I was raised in an extremely political family who taught me about Palestine and the “Free Palestine” movement from a young age. I went to school each day in a red car with “Free Palestine” in bold font on our bumper. I remember walking out of a children’s store after purchasing a birthday present and a lady screaming at my mom and me over our bumper sticker. I have been aware of the horrors of Palestine, its connection to colonial wars across the globe, and the aggressive disinformation disseminated in the US. The struggle of Palestinians is the struggle against imperialism and colonialism.
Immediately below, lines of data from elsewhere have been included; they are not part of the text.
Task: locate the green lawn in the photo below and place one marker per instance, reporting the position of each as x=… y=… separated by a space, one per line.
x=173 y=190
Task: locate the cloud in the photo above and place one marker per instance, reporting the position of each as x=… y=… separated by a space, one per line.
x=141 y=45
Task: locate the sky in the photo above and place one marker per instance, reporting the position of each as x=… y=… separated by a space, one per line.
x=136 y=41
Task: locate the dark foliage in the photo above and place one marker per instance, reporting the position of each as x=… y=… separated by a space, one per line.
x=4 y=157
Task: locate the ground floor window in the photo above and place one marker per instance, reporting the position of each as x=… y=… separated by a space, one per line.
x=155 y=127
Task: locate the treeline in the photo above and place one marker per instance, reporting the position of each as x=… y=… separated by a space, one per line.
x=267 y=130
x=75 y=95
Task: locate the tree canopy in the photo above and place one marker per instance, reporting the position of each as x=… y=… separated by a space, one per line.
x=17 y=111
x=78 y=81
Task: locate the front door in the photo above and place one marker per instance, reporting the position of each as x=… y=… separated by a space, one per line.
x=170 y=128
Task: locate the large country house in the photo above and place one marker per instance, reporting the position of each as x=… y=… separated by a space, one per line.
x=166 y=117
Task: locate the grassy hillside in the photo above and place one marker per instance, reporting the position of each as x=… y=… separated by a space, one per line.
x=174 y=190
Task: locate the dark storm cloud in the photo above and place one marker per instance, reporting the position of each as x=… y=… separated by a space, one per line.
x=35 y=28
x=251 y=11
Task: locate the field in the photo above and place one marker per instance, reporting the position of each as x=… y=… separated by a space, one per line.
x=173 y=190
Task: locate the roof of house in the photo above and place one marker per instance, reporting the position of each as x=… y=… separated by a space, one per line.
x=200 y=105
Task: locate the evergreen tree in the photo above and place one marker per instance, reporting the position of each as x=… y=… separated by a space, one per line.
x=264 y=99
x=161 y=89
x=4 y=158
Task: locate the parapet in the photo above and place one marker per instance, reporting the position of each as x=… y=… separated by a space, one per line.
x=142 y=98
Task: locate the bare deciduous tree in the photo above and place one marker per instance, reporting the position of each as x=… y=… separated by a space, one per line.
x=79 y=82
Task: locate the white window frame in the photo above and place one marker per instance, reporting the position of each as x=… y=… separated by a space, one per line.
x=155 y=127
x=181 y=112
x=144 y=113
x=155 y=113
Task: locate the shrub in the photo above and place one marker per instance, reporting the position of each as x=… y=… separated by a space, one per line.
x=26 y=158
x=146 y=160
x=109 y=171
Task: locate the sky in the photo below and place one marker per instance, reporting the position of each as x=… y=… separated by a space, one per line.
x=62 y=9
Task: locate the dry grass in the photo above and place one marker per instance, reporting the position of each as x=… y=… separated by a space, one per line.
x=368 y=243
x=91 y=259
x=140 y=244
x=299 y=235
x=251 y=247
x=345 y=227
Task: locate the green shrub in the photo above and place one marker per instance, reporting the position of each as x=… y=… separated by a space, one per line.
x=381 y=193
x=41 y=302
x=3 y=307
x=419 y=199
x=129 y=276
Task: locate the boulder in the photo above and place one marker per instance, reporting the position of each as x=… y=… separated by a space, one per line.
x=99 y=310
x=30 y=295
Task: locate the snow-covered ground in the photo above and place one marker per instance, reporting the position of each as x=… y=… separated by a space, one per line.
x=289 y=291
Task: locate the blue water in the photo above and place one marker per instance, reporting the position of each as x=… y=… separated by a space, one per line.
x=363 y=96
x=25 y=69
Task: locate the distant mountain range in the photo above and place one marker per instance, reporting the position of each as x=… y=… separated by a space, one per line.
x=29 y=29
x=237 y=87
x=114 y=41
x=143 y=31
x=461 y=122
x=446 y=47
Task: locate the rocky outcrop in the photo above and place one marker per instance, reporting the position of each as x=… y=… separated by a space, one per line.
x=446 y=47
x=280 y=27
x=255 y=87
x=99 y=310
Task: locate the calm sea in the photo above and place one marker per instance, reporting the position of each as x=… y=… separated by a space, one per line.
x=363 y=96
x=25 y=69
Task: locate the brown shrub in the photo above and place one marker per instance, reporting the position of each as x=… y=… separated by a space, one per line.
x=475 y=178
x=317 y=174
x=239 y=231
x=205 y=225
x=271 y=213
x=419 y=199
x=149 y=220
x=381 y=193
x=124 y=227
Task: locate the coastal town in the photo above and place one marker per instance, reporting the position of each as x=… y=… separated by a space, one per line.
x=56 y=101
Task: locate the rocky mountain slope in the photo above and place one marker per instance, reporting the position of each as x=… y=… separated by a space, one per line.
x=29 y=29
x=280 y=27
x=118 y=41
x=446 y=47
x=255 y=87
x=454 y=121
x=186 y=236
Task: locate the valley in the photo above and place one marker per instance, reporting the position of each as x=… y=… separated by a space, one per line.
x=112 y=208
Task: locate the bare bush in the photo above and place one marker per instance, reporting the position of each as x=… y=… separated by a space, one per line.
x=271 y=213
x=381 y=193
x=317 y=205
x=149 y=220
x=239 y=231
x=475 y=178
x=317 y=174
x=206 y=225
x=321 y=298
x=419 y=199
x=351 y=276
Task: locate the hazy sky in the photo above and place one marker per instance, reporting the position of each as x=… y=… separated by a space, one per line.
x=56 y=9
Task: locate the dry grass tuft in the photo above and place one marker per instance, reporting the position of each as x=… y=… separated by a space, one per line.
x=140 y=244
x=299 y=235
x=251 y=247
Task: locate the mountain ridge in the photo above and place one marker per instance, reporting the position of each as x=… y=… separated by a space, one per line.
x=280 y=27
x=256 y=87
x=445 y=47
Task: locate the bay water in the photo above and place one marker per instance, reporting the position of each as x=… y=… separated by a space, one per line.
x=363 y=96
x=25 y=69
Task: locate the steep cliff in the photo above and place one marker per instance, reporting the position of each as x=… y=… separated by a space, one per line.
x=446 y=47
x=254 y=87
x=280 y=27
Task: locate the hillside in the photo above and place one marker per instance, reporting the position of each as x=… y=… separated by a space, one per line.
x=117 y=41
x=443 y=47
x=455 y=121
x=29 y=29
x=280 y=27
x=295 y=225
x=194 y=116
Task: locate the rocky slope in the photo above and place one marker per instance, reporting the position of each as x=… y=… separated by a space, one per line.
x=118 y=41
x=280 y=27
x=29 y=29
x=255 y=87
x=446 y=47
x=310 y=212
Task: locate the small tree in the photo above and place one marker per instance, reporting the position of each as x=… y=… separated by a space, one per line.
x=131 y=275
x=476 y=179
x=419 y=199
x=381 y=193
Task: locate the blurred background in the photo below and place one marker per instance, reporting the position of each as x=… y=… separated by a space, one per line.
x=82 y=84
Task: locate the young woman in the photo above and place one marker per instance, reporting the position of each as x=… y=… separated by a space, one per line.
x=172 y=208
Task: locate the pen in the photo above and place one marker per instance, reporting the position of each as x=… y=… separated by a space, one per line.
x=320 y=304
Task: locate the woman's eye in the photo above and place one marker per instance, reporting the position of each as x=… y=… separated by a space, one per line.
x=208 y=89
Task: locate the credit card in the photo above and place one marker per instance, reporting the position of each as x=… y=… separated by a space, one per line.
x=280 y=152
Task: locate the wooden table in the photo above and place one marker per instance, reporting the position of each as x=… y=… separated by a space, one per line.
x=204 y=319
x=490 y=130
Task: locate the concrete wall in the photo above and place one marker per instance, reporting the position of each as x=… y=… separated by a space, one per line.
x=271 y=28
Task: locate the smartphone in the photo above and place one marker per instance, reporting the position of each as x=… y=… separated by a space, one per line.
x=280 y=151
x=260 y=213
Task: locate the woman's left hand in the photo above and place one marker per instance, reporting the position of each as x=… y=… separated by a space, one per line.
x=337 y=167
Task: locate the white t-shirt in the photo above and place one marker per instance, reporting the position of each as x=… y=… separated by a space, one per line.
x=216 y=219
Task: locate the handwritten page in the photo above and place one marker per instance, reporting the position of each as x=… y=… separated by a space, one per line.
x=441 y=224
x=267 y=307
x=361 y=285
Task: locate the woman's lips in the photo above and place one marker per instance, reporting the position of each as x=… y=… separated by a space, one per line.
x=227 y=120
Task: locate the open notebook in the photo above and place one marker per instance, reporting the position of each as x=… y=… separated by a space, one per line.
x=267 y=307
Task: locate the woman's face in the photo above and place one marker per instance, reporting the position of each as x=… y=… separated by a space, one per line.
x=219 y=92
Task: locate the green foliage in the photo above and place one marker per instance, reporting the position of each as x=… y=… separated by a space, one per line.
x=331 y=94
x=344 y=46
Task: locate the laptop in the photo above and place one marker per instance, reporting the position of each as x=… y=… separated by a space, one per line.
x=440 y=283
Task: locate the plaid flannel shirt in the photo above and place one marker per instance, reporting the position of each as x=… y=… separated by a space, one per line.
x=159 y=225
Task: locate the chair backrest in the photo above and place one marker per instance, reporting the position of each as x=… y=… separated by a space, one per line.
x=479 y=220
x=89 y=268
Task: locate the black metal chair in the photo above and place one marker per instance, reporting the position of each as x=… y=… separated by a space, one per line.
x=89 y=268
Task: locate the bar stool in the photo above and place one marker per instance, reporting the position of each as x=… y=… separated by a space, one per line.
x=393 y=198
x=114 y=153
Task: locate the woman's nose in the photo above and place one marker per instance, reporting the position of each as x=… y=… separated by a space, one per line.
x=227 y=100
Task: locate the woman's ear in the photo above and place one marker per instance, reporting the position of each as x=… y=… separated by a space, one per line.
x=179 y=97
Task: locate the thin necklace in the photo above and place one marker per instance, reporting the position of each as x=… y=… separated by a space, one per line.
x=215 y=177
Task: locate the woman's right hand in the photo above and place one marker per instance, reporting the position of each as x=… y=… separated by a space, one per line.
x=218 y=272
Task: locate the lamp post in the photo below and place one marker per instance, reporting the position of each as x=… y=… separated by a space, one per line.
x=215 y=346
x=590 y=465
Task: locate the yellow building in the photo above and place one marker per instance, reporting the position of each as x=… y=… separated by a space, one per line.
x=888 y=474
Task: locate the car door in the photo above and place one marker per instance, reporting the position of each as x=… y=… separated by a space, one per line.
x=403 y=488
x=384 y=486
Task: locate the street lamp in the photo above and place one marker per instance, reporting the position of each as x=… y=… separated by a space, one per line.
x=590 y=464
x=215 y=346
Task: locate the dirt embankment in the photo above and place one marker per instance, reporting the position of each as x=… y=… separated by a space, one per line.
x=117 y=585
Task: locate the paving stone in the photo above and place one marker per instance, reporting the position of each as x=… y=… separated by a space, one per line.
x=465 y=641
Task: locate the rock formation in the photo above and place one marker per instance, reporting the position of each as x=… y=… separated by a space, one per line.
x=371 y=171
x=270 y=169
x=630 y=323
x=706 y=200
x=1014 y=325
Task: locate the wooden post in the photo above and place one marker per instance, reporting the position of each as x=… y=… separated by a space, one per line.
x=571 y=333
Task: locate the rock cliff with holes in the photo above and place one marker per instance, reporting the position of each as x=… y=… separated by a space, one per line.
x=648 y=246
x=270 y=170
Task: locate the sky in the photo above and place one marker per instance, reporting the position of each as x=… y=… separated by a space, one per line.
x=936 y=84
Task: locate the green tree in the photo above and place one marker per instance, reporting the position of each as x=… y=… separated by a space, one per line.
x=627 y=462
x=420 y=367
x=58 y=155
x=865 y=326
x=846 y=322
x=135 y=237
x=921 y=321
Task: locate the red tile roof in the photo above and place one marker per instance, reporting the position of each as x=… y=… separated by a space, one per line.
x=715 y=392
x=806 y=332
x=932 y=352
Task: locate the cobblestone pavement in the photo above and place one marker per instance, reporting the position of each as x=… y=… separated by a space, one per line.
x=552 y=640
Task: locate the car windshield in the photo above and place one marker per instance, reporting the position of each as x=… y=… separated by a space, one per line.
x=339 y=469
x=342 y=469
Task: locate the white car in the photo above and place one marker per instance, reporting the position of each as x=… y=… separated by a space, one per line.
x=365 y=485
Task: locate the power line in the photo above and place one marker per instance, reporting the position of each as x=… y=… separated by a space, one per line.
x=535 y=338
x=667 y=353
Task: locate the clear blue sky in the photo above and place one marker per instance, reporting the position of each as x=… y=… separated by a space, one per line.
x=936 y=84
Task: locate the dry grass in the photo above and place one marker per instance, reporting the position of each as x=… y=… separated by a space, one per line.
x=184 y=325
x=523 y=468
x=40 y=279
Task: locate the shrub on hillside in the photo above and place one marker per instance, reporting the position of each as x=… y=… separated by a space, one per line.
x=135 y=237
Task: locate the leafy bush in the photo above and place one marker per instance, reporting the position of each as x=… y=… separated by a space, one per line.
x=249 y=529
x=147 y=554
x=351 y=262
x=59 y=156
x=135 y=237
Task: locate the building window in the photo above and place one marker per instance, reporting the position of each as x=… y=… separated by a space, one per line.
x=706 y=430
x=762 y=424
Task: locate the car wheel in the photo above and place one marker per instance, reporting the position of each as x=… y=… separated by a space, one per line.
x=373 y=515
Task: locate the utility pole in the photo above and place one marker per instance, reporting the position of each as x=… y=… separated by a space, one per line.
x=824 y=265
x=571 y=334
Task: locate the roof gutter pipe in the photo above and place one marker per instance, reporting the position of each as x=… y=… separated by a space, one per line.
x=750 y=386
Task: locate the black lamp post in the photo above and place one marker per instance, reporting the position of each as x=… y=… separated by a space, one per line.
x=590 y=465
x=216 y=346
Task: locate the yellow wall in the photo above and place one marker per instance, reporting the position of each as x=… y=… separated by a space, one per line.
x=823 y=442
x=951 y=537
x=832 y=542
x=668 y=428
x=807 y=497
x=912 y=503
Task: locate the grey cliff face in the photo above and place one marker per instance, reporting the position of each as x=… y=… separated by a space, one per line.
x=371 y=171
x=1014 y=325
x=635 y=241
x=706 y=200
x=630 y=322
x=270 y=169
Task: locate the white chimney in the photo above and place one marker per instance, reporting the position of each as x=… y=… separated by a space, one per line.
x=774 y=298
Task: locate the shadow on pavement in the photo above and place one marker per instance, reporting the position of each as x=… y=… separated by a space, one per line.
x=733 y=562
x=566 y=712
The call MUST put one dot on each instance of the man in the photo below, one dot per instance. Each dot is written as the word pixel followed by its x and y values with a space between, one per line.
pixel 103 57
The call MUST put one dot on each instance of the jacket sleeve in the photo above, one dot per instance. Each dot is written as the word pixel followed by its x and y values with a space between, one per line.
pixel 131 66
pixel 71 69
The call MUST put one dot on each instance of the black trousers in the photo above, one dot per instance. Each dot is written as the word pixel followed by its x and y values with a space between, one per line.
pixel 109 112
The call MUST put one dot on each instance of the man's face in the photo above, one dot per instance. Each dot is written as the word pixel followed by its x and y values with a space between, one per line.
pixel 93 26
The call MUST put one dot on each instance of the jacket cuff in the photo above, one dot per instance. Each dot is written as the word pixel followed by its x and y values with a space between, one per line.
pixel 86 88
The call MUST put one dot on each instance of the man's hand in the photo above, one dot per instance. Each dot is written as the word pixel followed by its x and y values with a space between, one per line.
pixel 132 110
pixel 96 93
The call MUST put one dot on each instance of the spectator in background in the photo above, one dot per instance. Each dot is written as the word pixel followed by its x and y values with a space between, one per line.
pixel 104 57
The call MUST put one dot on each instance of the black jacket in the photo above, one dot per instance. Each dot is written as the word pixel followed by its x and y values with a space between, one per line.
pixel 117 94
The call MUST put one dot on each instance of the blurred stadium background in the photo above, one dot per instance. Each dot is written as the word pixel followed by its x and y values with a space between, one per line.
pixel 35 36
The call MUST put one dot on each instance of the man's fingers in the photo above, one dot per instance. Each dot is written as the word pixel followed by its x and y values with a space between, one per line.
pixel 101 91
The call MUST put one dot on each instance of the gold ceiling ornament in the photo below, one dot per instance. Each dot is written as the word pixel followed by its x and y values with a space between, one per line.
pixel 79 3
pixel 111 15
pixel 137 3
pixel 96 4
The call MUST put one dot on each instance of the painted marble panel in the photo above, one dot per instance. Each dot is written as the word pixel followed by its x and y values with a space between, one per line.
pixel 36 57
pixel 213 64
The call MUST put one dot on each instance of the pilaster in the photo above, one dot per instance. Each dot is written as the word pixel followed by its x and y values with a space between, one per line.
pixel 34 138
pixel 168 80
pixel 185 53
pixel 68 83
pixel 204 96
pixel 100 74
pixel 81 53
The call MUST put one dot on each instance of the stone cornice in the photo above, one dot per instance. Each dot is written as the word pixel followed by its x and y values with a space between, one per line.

I cannot say more than my individual American perspective and I encourage students to read international news and talk to students from across the world. I have learned more through dinner table discussions than I have from any singular reading. History is incredibly important but lived experience paints a picture that we, as humans, can relate to. To dehumanise is the goal of colonisers, so, to fight back you must humanise in every instance and question the framing of all media that is consumed.